The Financial Ombudsman Service has confirmed it will reduce the number of free cases available in order to cut its cost base - despite concerns about the proposal.
The Fos also said its cost base for 2022-23 would be smaller than expected - £291.7mn rather than the £293.8m it had forecast.
But this will still be an increase of 18 per cent on the £249.4mn levied for the current year.
The Fos said it expected to fund this through a levy increase of £10m to £106m and cuts to its cost base.
Alongside this, Fos will aim to raise £11m by reducing free cases against firms to pre‑PPI levels from 25 to three and reducing free cases for group firms from 50 to 15.
As part of the consultation, only two companies - an insurer and a consumer group - explicitly supported the proposal to cut free cases.

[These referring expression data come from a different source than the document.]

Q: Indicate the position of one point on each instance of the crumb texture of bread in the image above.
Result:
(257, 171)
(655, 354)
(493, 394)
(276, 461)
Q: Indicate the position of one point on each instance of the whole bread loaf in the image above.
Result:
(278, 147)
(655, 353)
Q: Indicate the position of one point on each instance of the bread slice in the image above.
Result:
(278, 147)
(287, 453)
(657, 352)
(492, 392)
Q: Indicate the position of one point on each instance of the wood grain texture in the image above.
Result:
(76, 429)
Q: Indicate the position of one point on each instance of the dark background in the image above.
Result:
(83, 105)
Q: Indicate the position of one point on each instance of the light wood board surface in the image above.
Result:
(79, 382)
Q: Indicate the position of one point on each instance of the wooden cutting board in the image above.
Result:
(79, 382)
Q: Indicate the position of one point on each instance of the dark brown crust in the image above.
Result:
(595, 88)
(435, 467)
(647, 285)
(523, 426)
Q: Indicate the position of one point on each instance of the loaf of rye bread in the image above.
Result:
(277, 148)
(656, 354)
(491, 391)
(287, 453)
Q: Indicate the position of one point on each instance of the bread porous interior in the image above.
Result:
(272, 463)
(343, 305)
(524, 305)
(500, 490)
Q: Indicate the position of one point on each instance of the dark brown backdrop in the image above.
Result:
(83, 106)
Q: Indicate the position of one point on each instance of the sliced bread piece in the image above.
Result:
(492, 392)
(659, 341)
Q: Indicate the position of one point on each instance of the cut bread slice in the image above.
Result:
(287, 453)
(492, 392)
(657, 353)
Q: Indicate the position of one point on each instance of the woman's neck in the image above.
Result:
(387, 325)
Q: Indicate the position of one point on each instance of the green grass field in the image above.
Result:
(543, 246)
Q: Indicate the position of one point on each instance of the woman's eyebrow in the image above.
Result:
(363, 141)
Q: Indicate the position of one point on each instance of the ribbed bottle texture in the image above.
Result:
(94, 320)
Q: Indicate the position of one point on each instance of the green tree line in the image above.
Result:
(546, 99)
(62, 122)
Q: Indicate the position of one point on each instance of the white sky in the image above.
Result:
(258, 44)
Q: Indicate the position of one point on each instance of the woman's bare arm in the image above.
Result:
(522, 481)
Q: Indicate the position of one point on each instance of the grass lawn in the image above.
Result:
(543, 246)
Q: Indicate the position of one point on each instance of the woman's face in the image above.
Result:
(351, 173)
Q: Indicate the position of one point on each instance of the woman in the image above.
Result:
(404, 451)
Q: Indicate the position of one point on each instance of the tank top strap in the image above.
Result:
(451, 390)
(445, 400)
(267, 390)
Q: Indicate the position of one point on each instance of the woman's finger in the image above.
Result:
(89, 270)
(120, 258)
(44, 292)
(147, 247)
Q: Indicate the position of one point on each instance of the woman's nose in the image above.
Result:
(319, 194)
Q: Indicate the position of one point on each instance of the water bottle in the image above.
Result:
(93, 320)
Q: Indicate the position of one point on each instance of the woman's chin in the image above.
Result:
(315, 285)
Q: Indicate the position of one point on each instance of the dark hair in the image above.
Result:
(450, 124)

Some felt they needed more information behind this decision, and to justify such a major change and increase in funding and 20 firms commented on the proposals, with 19 expressing concern.
The Fos said the majority of all other responses were concerned about its implications, especially to the cost burden and pressure on smaller firms, community development financial institutions, and on those who generate the fewest cases.
However, despite the range of feedback on all of the proposals, the Fos said given the scale of the changes set out in its action plan, and the investment required to deliver on that, it has decided to implement the proposals consulted on.
These changes will take effect from April 1, 2022.
The Fos also announced that the voluntary jurisdiction levy, for firms choosing to be covered by the service, will raise £700,000 next year rather than the previously proposed £950,000.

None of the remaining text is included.